The MPS approach uses combinations of hard data constraints (i.e. well data) and soft geologic concepts (i.e. depositional models) to populate 3D grid space. Outcrop LIDAR and GPS data were integral for the model stratigraphic framework and representation of complex stratal patterns. Soft constraints entailed Training Images and a Facies Probability Cube, which together capture juxtaposition relationships and spatial proportions and likelihoods of the facies belts while honoring the hard measured section and traced outcrop surface data. Using this approach, ramp depositional heterogeneity was successfully simulated within the sequence stratigraphic architecture, including stratigraphic partitioning of facies belts, ramp progradation and retrogradation, changes in facies belt width, and various types of strike variability.

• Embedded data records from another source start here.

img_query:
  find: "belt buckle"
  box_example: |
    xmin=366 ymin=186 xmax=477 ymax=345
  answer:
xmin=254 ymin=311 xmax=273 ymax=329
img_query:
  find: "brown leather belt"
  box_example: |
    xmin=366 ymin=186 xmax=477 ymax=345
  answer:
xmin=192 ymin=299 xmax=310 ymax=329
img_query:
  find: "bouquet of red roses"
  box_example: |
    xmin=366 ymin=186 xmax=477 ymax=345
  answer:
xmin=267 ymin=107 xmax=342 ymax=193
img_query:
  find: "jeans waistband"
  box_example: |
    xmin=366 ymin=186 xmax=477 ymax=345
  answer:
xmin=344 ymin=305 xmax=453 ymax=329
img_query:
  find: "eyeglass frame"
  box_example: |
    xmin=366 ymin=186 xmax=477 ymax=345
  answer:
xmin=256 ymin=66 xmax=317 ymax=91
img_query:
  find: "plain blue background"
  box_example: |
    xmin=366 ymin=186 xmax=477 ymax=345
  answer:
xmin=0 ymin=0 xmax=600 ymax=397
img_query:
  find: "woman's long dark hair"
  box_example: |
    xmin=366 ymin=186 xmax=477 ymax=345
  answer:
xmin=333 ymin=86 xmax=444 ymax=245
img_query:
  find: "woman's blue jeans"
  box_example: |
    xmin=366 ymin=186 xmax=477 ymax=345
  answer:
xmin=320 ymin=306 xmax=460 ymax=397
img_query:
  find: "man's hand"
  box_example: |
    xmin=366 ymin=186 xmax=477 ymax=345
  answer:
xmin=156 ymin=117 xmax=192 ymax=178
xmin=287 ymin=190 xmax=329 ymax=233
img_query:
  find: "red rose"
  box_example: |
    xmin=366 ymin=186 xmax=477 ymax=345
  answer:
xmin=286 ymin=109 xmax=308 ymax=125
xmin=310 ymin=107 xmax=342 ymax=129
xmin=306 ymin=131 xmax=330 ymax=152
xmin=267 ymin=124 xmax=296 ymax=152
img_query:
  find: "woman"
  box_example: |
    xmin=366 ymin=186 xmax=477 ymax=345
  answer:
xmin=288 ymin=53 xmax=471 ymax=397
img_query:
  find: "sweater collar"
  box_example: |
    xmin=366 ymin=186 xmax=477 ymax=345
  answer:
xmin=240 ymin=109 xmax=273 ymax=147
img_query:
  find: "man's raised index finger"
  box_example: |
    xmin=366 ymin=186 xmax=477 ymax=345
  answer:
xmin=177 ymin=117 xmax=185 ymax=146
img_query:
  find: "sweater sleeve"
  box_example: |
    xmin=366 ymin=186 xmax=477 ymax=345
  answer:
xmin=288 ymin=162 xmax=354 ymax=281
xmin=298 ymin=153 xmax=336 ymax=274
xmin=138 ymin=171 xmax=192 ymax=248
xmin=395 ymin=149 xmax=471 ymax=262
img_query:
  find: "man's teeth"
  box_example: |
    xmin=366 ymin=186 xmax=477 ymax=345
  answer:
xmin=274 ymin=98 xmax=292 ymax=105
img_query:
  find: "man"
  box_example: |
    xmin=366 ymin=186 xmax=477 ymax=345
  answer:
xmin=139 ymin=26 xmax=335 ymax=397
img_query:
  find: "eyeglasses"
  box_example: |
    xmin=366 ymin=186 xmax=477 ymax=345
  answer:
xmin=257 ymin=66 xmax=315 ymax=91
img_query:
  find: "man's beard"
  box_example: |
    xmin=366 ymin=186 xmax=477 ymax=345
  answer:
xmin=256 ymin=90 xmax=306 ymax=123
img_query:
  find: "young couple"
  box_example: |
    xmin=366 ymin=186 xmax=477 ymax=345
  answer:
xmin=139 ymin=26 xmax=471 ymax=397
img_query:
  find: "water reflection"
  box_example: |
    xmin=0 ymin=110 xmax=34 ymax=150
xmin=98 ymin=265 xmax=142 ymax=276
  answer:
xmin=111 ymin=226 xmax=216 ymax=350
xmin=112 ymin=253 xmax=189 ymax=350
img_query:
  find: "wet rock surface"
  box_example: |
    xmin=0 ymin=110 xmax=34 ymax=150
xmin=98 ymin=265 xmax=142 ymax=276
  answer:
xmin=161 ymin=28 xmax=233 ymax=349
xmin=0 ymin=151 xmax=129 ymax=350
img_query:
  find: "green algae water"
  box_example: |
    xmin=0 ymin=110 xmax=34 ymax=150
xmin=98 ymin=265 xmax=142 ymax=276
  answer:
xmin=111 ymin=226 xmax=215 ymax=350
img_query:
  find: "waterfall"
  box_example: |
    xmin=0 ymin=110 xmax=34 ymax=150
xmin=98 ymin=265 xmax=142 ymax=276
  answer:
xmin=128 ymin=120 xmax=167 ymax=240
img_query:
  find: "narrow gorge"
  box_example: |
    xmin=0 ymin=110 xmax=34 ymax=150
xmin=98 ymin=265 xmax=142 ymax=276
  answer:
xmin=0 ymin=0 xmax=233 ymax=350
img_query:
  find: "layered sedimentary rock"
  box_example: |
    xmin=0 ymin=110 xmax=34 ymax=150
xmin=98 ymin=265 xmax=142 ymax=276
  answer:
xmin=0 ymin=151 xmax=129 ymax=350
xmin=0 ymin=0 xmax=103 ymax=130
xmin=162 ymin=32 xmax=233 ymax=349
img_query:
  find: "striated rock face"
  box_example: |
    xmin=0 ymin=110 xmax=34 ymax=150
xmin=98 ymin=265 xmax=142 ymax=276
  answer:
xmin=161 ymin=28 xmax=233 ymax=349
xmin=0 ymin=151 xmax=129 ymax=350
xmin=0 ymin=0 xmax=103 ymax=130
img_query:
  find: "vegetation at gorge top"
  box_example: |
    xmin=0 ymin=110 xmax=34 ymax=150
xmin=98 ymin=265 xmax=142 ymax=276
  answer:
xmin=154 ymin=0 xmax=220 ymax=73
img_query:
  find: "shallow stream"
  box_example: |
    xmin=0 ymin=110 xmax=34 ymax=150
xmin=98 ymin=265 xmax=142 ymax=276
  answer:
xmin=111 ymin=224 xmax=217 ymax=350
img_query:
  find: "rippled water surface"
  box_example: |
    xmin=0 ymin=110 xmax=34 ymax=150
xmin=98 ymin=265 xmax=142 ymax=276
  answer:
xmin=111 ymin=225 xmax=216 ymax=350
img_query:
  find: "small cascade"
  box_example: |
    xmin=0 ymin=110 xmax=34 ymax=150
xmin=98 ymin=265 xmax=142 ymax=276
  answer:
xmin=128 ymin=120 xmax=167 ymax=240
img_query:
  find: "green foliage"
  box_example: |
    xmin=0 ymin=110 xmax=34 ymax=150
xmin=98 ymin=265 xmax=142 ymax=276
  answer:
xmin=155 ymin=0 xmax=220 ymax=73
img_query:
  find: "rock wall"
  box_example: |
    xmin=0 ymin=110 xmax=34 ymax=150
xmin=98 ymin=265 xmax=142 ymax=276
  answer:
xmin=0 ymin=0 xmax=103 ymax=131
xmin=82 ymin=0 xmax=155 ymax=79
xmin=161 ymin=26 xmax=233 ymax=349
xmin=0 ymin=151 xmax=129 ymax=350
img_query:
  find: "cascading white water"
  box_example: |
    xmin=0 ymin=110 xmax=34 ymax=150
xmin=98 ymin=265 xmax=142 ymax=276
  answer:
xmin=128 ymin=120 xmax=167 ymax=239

This outcrop-based modeling effort provides strategies that can be incorporated into subsurface modeling workflows. For example, only two systems tract-specific (TST and HST) Training Images were required to capture stratigraphic facies belt partitioning. This enabled simulation of muddier, peloid-dominated settings in the TST and grainier, ooid-dominated settings in the HST for all mapped sequences. High degrees of facies belt interfingering in the Training Images allowed for replication facies belt contraction, expansion, and migration while preserving juxtaposition rules. Depocenter (trend) maps guided the simulation of the paleogeography and large-scale reentrant-promontory configurations. This facies modeling study is the first of a larger effort that includes uncertainty analysis, experimental design, flow simulation, and field testing with subsurface data of key assets. Further experiments aim to address the effects of 1) data configuration (i.e. well spacing), 2) facies delineation schemes (i.e. depositional rock types versus depositional cycle types versus petrophysical rock types), and 3) different modeling targets on the preservation of the critical geological heterogeneity that impacts subsurface flow and reservoir quality distribution.